All results of our simulation study are presented in Tables 2–4. The numbers are based on the 3000 generated datasets for all models except the AR-1 mixed-effects model with random intercept, since this model was not estimable for all datasets. The percentage of datasets for which the model did not converge varied between 1 and 50 depending on the scenario.

Table 3 Results of simulation study for the AXL inhibition experiment with 6 mice per group and 15 measurements per mouse²⁹.

Full size table

Table 4 Results of simulation study for the SHP2 inhibition experiment with 10 mice per group and 7 measurements per mouse³⁰.

Full size table

Sensitivity analysis

Judging from the results above, the AR-1 model was favoured in our main simulation study. This may have been partly due to the fact that in the data generating mechanism we used an AR-1 correlation structure as well. However, when data were generated under autocorrelations not exactly AR-1, unbiased estimates of the interaction effect were obtained under all scenarios but the type I error rates were inflated and the coverage rates were deflated, depending on the magnitude of the misspecification of the variance-covariance matrix (Table 5, Fig. 1). If the alternative correlation pattern used to generate data was not very different from AR-1, which was true for specific numbers of measurements per mouse and parameter values θ and ρ that defined the association between two measurements on consecutive days, then its performance was acceptable under all examined scenarios. Nonetheless, we observed larger type I error and smaller coverage with larger misspecification of the association between repeated measurements using the AR-1 model.
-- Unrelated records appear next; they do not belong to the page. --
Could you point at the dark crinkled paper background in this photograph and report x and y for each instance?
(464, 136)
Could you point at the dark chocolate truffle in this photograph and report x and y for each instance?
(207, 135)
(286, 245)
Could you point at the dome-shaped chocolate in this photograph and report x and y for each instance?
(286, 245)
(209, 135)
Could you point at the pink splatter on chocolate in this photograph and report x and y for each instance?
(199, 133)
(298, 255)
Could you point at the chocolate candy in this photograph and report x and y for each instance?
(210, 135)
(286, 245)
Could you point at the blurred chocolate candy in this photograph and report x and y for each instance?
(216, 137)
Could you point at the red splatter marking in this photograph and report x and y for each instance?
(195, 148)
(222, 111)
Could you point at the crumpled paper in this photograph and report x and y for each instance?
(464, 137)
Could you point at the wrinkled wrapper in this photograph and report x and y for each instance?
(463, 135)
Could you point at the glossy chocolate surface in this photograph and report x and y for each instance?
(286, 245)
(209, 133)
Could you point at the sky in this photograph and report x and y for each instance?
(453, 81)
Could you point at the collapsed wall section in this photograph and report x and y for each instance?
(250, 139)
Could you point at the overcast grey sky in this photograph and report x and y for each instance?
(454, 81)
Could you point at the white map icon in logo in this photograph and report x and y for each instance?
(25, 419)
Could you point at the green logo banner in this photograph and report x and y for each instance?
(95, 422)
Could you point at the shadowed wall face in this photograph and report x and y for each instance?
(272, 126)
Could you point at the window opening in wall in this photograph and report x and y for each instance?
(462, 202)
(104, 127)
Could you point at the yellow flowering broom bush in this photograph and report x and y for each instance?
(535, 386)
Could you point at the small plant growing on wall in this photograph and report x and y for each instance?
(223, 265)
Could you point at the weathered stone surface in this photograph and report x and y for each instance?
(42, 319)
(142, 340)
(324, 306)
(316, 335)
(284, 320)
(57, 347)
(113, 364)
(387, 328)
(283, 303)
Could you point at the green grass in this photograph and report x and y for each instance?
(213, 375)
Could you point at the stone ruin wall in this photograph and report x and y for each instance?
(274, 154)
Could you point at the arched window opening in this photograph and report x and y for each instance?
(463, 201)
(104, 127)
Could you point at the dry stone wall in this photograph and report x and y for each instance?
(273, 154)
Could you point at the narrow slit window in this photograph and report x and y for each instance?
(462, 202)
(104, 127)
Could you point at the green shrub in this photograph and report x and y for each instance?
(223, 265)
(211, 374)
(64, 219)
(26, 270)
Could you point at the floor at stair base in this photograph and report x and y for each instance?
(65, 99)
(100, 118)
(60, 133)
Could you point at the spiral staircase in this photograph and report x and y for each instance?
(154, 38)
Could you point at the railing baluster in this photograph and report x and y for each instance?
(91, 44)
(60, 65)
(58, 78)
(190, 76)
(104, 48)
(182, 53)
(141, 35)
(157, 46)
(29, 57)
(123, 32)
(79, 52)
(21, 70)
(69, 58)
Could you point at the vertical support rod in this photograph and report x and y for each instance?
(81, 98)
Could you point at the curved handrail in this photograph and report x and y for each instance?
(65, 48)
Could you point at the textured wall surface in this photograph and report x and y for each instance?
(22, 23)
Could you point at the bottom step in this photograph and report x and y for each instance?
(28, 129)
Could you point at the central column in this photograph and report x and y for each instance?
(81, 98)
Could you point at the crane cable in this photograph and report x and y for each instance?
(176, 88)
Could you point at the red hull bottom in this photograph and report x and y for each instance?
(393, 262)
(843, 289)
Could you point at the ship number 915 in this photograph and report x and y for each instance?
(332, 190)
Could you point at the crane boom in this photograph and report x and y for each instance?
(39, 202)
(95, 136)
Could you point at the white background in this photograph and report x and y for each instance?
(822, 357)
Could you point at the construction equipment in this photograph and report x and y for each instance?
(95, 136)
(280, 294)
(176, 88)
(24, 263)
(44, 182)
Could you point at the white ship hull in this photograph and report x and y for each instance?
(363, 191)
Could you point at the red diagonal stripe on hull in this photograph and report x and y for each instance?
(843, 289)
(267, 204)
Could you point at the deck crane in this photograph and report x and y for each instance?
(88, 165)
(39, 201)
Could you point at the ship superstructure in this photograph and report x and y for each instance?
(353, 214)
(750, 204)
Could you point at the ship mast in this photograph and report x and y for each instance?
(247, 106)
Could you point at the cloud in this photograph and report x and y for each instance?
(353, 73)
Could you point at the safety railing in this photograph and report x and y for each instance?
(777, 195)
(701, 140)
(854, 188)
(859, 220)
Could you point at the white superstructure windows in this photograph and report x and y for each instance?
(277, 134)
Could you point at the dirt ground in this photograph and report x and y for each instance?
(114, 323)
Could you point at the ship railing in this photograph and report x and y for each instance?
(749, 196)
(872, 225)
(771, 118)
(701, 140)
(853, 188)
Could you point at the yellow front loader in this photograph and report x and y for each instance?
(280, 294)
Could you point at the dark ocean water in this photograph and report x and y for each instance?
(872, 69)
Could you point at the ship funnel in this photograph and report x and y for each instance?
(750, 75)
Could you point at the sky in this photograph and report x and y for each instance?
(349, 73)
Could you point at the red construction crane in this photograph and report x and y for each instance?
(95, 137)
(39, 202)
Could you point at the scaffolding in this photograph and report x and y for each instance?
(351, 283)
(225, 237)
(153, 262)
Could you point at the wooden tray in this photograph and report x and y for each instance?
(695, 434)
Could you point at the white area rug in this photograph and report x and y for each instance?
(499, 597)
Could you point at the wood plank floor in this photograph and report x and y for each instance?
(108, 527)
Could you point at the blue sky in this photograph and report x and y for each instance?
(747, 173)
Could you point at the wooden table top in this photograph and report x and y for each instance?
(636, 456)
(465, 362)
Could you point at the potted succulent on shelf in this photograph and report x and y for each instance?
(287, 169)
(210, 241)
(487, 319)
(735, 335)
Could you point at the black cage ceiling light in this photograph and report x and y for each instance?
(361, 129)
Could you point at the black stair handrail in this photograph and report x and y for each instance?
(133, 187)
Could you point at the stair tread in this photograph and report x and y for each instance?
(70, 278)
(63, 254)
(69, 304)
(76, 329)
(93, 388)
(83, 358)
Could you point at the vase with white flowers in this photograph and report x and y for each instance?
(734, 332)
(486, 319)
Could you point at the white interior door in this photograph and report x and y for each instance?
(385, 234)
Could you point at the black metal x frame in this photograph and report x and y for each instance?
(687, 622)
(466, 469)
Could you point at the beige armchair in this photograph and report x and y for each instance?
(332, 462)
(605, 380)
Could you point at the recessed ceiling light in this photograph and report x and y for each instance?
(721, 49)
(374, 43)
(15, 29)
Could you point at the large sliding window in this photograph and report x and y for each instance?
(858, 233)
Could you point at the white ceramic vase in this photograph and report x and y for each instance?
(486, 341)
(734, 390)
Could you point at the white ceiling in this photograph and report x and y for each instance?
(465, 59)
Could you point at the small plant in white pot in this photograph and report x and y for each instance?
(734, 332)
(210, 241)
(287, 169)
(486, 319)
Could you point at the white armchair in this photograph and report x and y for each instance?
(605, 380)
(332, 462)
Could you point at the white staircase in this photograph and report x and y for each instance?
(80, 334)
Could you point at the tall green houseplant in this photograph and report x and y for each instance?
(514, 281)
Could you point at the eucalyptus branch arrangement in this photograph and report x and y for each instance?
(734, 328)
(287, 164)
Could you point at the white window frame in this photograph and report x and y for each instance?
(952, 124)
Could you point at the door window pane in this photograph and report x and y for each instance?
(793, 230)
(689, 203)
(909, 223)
When data generated under correlation decreasing linearly with time were analysed with compound symmetry or independent correlation structures, coverage and type I error were severely non-nominal (data not shown).

Table 5 Results from simulation study with data generated under a linearly decreasing correlation structure*.

Full size table

Discussion

We demonstrate that in tumour growth experiments unbiased estimates of the difference in tumour growth rates by treatment group, i.e., the interaction term, and confidence intervals with nominal coverage can be obtained using a linear regression model with an autoregressive (AR-1) variance-covariance structure. These conclusions hold for a wide range of realistic scenarios based on three previous experiments with small numbers of mice and highly correlated longitudinal measurements. Although we recommend this method, which is relatively simple and implemented in all major statistical software packages, results need to be interpreted with care because type I errors could be somewhat inflated due to misspecification of the covariance structure.

Longitudinal data is usually analysed using mixed-effects models, where repeated measurements are nested within subjects. Many researchers apply random intercept only models, where the intercept is the only parameter that varies between subjects while all other parameters, e.g., the time slope, are fixed. However, in our simulation study we experienced that such models do not always converge. In some of the evaluated scenarios, we detected non-convergence problems in up to 50% of the simulated datasets. Since experimental mice are genetically identical and share the same environment, there is a small variability of the log-volume at the time of randomization between mice suggesting very similar estimations of individual mouse intercepts.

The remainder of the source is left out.